Hello. First time poster here. I bought this plant from my local fish store and forget what they told me it was called. I cant find anything that looks like it on the internet either. Can anyone tell me what its called? When i bought it they told me it was a low light plant. It had small flowers on it when I bought it and it looks to be budding again. Thanks for your time.


----------



## majerah1 (Oct 29, 2010)

Looks like Asian Ambulia.PlantGeek.net - Limnophila sessiliflora


----------



## Brownalbum (Mar 12, 2011)

thanks for the link to that site. My plant is a lot more red than the picture they have.

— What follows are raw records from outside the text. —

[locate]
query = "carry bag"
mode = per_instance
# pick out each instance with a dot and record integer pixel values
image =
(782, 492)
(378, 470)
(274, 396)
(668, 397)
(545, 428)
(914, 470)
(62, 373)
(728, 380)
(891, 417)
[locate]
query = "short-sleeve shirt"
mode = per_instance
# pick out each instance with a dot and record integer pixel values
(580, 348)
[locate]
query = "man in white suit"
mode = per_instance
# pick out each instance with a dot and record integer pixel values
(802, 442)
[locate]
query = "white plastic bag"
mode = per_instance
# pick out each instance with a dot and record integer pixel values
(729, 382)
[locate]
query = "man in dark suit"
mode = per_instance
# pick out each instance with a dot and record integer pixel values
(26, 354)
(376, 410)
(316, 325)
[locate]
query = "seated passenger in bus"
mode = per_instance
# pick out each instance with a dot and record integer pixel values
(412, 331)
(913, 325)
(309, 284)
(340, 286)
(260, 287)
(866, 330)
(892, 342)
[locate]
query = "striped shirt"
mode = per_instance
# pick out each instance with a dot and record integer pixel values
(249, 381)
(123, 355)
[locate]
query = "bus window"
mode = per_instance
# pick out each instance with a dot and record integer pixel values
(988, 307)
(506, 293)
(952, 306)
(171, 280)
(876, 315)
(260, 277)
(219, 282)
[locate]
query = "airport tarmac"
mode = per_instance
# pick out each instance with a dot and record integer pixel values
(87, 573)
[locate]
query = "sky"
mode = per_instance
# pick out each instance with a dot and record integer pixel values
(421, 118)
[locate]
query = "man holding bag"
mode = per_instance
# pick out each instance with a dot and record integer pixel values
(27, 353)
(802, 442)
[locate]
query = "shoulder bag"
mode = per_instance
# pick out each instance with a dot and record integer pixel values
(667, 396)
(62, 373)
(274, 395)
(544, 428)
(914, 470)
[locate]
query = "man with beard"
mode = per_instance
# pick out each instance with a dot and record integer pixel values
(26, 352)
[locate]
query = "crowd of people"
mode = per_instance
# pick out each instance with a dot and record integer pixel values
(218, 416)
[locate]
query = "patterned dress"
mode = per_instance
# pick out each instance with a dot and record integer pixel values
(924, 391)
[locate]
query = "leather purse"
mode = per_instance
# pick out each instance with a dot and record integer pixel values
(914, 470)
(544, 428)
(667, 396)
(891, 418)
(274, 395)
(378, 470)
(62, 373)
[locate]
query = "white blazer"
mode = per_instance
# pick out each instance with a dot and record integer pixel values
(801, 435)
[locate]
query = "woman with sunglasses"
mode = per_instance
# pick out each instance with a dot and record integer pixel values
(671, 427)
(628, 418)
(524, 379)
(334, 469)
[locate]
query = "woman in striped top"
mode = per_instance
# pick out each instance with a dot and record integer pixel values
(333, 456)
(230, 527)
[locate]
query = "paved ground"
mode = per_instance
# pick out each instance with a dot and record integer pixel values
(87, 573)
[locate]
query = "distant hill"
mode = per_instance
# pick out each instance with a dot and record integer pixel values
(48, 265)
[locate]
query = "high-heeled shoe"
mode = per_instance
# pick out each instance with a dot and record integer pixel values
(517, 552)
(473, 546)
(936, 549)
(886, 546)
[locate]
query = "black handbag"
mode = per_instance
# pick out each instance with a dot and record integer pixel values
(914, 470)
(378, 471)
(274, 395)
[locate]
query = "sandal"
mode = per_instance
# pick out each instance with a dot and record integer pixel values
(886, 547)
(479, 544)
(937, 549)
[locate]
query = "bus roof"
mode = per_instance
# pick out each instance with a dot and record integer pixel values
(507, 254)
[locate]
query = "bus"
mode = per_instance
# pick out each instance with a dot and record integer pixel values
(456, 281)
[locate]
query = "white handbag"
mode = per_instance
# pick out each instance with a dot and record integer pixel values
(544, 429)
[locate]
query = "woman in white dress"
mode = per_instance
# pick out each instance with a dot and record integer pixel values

Maybe thats why i couldnt find it when i looked. cool thanks again


----------



## susankat (Nov 15, 2008)

Its not that low of a light plant, most plants that have red in them will require higher light and ferts to keep the red.


----------



## Brownalbum (Mar 12, 2011)

Well my tank has what I think is a ten watt flourecent bulb on 12 hours a day. I also have some FlourishTabs in the substrate and I put in a drop of carbon source daily.


----------



## phys (Feb 4, 2011)

10 watts maaay not be enough. maybe add more and see what happens.. if nothing, then dont waste the energy and drop back down to 10


----------